APL and Python go head-to-head

Markdown is great, but...

I've encountered a problem.

I use Markdown a lot. Since it's pure text-based markup, it's handled well by Git and GitHub. That helps me keep track of versions, and it simplifies text merges if I'm collaborating on a writing project.

A lot of my writing features Python code, and I like to work on the code and the article in the same editor.

Fortunately there's great support for editing and displaying Markdown in both PyCharm and VS Code.

Markdown is supported by lots of FOSS tools which make it easy to convert between Markdown and other formats.

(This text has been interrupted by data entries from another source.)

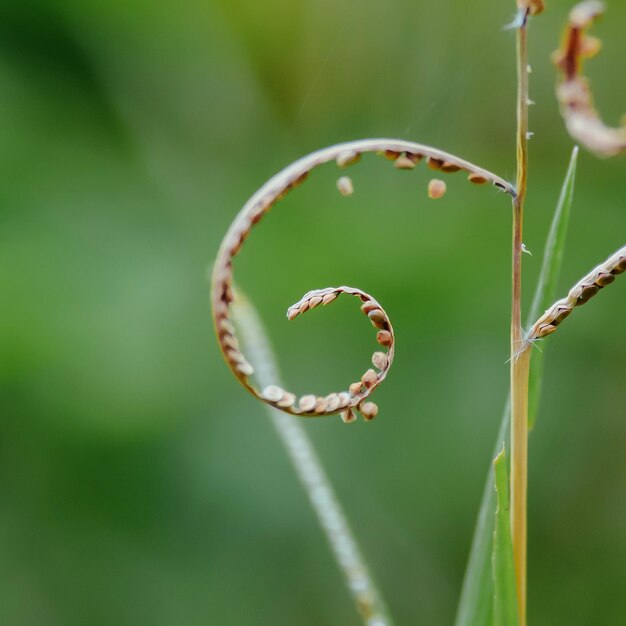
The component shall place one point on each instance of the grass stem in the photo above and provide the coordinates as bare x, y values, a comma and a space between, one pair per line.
520, 358
310, 471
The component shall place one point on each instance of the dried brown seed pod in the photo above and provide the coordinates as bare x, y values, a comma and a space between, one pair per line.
379, 360
252, 213
355, 388
436, 189
369, 410
582, 120
344, 184
348, 416
579, 294
404, 163
307, 403
369, 379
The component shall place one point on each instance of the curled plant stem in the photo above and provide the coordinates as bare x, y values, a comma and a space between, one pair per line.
519, 361
575, 98
405, 156
312, 476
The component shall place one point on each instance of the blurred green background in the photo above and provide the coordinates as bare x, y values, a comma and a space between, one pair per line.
139, 484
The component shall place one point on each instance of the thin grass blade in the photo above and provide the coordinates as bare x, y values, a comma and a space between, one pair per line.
505, 595
546, 287
476, 602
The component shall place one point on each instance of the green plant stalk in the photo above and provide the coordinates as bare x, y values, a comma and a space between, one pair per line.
505, 612
475, 605
313, 478
520, 358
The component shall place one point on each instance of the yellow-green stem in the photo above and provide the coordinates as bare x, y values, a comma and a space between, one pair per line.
519, 356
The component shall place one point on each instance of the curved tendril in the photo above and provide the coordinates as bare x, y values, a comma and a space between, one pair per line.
582, 120
601, 276
405, 155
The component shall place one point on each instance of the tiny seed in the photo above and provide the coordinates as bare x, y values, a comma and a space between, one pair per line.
307, 403
392, 155
384, 338
245, 369
604, 279
332, 402
320, 405
369, 306
436, 189
273, 393
477, 179
379, 360
349, 157
450, 167
355, 388
402, 163
344, 184
369, 379
348, 416
544, 331
344, 399
369, 410
377, 318
434, 164
287, 400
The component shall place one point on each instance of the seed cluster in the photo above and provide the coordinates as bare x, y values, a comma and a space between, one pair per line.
582, 120
601, 276
345, 402
405, 155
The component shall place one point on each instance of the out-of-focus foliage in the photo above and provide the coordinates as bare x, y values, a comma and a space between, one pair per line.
138, 482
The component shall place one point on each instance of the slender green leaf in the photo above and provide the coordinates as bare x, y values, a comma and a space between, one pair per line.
504, 596
476, 603
550, 270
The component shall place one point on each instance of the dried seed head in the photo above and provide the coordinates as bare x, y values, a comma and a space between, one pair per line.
369, 379
332, 403
314, 301
434, 164
244, 369
307, 403
534, 7
349, 157
436, 188
320, 405
379, 360
450, 167
405, 153
348, 416
369, 410
287, 401
273, 393
477, 179
355, 388
582, 120
384, 338
392, 155
344, 184
344, 399
404, 163
377, 318
581, 292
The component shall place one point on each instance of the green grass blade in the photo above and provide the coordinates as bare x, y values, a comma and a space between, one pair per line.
476, 602
505, 595
546, 287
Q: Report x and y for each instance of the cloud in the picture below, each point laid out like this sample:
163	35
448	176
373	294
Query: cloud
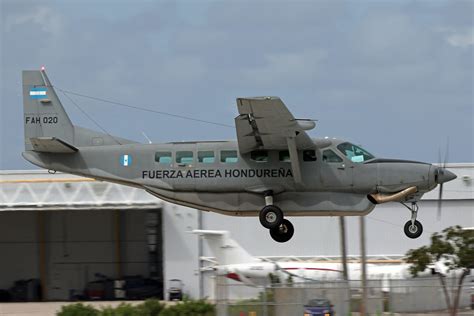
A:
45	18
461	39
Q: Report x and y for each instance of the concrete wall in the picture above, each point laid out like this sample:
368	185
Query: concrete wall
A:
78	244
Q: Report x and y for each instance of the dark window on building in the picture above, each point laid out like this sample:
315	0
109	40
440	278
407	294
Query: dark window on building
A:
206	156
229	156
284	156
259	155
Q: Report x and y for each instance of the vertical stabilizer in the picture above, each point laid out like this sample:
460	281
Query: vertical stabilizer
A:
44	116
225	249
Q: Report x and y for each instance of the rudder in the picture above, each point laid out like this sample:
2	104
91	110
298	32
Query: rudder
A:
44	115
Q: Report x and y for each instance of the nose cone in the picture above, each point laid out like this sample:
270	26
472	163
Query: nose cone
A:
444	176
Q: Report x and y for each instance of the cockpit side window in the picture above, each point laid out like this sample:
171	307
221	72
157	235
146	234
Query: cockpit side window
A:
354	153
330	156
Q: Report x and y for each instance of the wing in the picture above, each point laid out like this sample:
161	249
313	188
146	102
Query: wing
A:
266	123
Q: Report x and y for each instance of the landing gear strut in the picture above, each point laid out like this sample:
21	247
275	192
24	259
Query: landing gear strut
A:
271	217
413	228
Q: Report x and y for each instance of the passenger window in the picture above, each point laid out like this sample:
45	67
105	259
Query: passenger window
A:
229	156
309	155
284	156
206	156
184	157
330	156
163	157
259	155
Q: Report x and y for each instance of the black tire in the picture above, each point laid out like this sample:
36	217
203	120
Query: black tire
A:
271	216
414	231
283	232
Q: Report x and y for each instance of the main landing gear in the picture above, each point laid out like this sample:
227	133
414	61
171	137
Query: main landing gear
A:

I regularly use pandoc to turn Markdown in to pdfs and to publish on Leanpub, and I use the markdown package to convert Markdown files into HTML which I can paste into Blogger.

(Pandoc can create HTML but the output is not directly usable in Blogger.)

So I have a problem.

Much of markdown is standardised but the pandoc and markdown programs handle code blocks differently.

In pandoc, Markdown code blocks are enclosed in triple backticks, with an optional description of the code language.

The markdown program expects code blocks to be indented by four spaces with no surrounding backticks.

I often want to take a Markdown document and create both HTML for the blog and a pdf for people to download, but that requires two different formats for the source document.

I could make the changes manually but that is tedious and error-prone. I decided to write some code to convert between the two formats.

I'd normally write that sort of code in Python, but I also use APL. I wondered how the two approaches would compare.

I first met APL in (cough) 1967 or 1968, and the version I learned then lacks many of the modern features in Dyalog APL.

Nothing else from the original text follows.